- From: Shyam Habarakada <shyamh@microsoft.com>
- Date: Mon, 28 Jul 2008 14:22:06 -0700
- To: Andrei Popescu <andreip@google.com>
- CC: Alec Berntson <alecb@windows.microsoft.com>, Chris Butler <cbutler@dash.net>, Doug Turner <doug.turner@gmail.com>, Chris Prince <cprince@google.com>, Aaron Boodman <aa@google.com>, "public-geolocation@w3c.org" <public-geolocation@w3c.org>
Inline
-----Original Message-----
> From: Andrei Popescu [mailto:andreip@google.com]
>
> Hi Shyam,
>
> <snip />
>
> Would these suffice, or do you see reasons why we would want to have
> more detailed errors? Specifically, I'm wondering about "TimeOut" and
> the bubbling of HTTP response codes. To me, these all mean roughly the
> same thing: there was something wrong with the network location
> provider.
I think TimeOut is important - Consumers of the API can check this and present end-users with a "Try again" option or auto-retry, etc. Note that this scenario is different from say, NotFound or a generic error.
Bubbling up service error codes would be a _huge_ help for debugging (imagine life as a programmer if these were hidden). I don't anticipate consumers of the API using these to determine end user experience though.

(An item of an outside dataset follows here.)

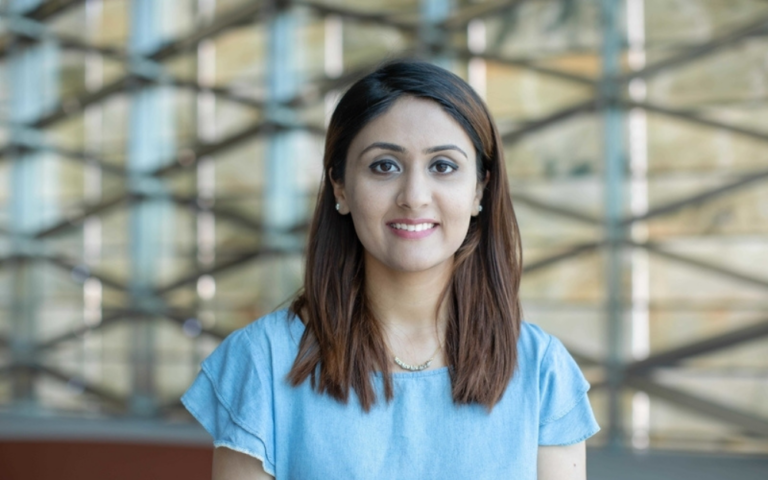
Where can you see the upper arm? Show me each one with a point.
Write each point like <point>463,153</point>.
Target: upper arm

Pseudo code for error handling may look like:
void errorCallback(positionError)
{
debug.assert(positionError != null);
switch(positionError.id)
{
case 1:
case 3:
// AccessDenied or NotFound
// Continue without location information ...
break;
case 2:
// TimeOut
// Prompt user to re-try or abort...
break;
#if(DEBUG)
case 401:
case 402:
case 403:
case 404:
case 500:
case 503:
// Service errors
// Do debug only stuff...
break;
#endif
default:
// UnhandledException
// Do something sensible
}
}
Furthermore, given that errors are handled in callbacks, I take back my suggestion to throw on unhandled errors.